Lectio Divina Domingo XVII del T.O. (Mt 13,44-52)

VERDAD – LECTURA images

Continuamos con las llamadas parábolas del Reino. No es un texto tan extenso como el del domingo anterior, pero al que conviene que también dividamos en distintas partes.

1.- Parábolas del tesoro y de la perla preciosa (13,44-46).

2.- La parábola de la red (13,47-50).

3.- Conclusión de la sección parabólica (13,51-52).

1.- Parábolas del tesoro y de la perla preciosa (13,44-46).

Encontramos una serie de paralelismos sumamente interesantes en estas dos parábolas: «El reino de los cielos se parece…» «encontrar…» «va…» «vende todo lo que tiene y compra».

Ambos personajes han encontrado algo tan precioso, tan importante que será capaz de cambiarles la vida.

El primer personaje es alguien que encuentra casi por casualidad, en un campo que presumiblemente no es suyo, un gran tesoro. La alegría es desbordante, tanto que vende todo lo que tiene y compra aquel campo para conseguir el tesoro.

El segundo personaje es un mercader que posiblemente, tiene una buena propiedad, un emporio, recordemos que el término utilizado en griego para referirse a él es: emporw. Un día, encuentra una perla de gran valor. Al que el personaje anterior, va, vende lo que tiene y la compra.

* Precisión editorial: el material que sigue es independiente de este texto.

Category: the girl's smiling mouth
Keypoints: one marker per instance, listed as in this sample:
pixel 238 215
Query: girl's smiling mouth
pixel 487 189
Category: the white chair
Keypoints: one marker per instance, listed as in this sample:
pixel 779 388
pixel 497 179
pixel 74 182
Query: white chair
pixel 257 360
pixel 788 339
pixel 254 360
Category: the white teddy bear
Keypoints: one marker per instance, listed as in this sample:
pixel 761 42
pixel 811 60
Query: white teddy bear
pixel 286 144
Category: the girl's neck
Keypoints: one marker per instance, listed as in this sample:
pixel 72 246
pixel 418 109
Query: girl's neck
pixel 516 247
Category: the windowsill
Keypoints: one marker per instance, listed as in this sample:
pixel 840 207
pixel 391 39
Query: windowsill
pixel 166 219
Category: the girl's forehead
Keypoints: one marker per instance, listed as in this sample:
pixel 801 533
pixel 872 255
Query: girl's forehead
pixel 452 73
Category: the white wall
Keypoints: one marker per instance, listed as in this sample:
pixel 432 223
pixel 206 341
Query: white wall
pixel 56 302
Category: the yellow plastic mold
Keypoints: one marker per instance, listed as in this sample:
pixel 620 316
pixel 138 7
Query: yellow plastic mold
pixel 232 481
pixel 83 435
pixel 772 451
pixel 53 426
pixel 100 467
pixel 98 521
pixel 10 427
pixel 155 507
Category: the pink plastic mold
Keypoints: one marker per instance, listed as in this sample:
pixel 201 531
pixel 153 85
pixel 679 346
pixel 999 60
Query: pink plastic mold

Ambos podemos decir, que «se liaron la manta a la cabeza», y se deshicieron de todo lo que tenían para poder conseguir aquel tesoro, aquella perla.

Pues bien, el reino de los cielos es semejante a ese tesoro o a esa perla. Quien se encuentra con la Palabra y es capaz de hacerse consciente de su gran valía, hace todo lo posible para conseguirlo.

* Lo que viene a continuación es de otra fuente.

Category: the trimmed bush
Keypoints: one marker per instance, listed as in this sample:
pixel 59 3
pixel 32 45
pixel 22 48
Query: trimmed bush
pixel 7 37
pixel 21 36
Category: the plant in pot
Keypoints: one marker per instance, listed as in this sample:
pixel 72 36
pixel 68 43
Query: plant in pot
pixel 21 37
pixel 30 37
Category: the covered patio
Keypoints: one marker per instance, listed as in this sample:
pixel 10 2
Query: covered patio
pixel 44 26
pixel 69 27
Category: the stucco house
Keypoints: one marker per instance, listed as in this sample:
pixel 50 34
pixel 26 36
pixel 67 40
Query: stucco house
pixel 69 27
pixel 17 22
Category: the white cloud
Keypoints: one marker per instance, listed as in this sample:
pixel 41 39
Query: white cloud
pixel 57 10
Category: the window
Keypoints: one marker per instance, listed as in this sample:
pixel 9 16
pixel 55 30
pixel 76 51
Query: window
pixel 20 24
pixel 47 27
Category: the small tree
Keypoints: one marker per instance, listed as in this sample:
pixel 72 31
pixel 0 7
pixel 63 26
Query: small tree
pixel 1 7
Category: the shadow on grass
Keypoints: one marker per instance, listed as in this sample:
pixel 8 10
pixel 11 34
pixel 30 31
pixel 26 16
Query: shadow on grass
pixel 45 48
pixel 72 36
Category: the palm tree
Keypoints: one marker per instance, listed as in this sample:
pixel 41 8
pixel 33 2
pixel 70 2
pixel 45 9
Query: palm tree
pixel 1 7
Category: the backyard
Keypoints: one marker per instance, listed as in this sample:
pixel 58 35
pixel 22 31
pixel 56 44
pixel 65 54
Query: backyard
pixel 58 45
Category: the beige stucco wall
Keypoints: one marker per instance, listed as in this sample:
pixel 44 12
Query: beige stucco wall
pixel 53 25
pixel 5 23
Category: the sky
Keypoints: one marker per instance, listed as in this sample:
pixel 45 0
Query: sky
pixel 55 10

Como diría san Pablo: «todo lo tengo por pérdida ante el sublime conocimiento de Cristo Jesús, mi Señor, por quien he sacrificado todas las cosas, y las tengo por basura con tal de ganar a Cristo y encontrarme con él» (Fil 3,8s).

2.- La parábola de la red (13,47-50)

Podemos encontrar una cierta semejanza con la parábola de la cizaña con la que orábamos el domingo pasado, también aquí la separación será el día final.

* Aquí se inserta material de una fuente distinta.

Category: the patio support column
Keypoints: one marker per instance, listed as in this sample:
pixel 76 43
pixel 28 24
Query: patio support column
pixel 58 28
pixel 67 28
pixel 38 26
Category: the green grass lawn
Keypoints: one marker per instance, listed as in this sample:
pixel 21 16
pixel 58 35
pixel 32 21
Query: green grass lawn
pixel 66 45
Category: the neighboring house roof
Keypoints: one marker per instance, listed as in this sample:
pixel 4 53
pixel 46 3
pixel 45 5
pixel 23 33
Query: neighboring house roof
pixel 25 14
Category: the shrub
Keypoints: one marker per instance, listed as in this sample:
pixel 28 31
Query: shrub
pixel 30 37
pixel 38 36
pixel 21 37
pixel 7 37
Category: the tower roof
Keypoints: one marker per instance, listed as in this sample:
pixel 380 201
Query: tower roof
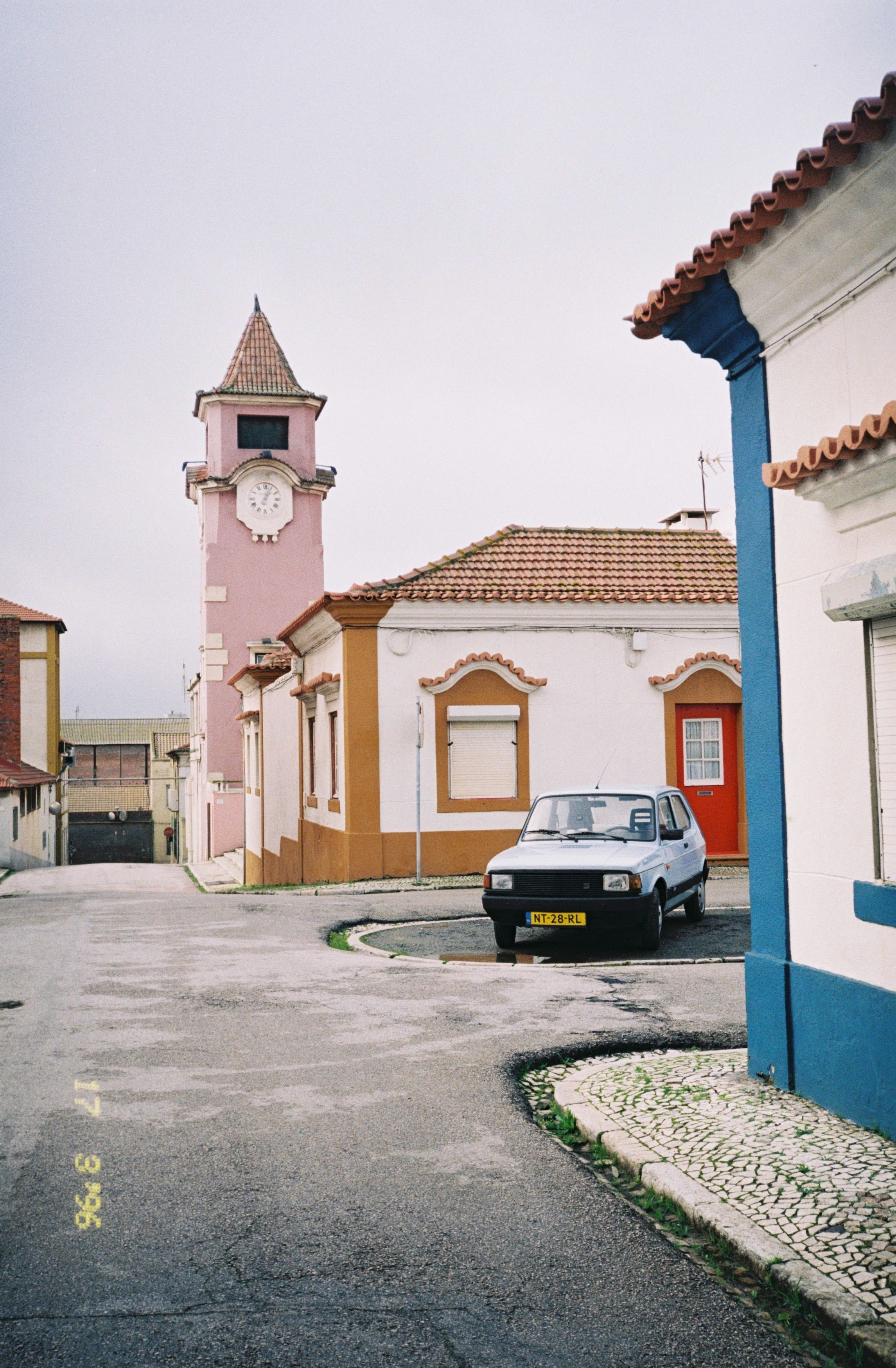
pixel 259 369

Lo mismo que en la parábola de la cizaña, en el día final el mal será extirpado totalmente del mundo. Ahora tenemos que convivir con él, pero venciéndolo poco a poco a base de bien. Lo importante es que nosotros, desde ahora, como discípulos del Jesús, combatamos el mal. El mal nunca tendrá la última palabra.

3.- Conclusión de la sección parabólica (13,51-52)

Ahora, Jesús se dirige a sus discípulos, aquellos a quienes se les ha dado la gracia de conocer y entender los misterios del Reino (13,11). Únicamente, quien forma parte de los discípulos de Jesús pueden entender plenamente su Palabra, únicamente quien ha acogido la Palabra en su corazón y se deja transformar día a día en otro Cristo por el Espíritu Santo.

Si este discípulo es un maestro de la ley, recordemos que la comunidad de Mateo que mayoritariamente de origen judío, tendrá la posibilidad de comparar la novedad que trae Jesús con las antiguas recogidas en el Antiguo Testamento.

Pero lo más importante es que todos tenemos la posibilidad de convertirnos, cambiar de vida y anunciar el Reino a todos los que nos rodean.

CAMINO – MEDITACIÓN

  • ¿Qué pasaje, frase, palabra o versículo han tocado tu corazón? ¿Por qué? ¿Qué crees que quiere decirte Dios Padre en este momento concreto de tu vida?

  • ¿Estoy en búsqueda del Reino, de la perla preciosa, lo mismo que el mercader?

  • En nuestra vida ordinaria, nosotros también nos encontramos con la Palabra que anuncia el Reino, ¿soy capaz de renunciar a todo lo que tengo para abrazar el Evangelio, para dejarme transformar por el Espíritu?

  • ¿Estoy dispuesto a combatir el mal a fuerza de bien? ¿De qué manera?

  • ¿Acojo la Palabra y dejo que ella me vaya transformando día a día?

VIDA – ORACIÓN

  • Doy gracias a Dios porque gratuitamente nos regala el tesoro más preciado, la perla de más valor: el Reino.

  • Pido perdón a Dios por las ocasiones en que no me encuentro en actitud de búsqueda del tesoro escondido, de la perla de gran valor…

  • Alabo a Dios por haberme dado el privilegio de ser discípulo de Jesús y entender todo esto dentro de mis posibilidades.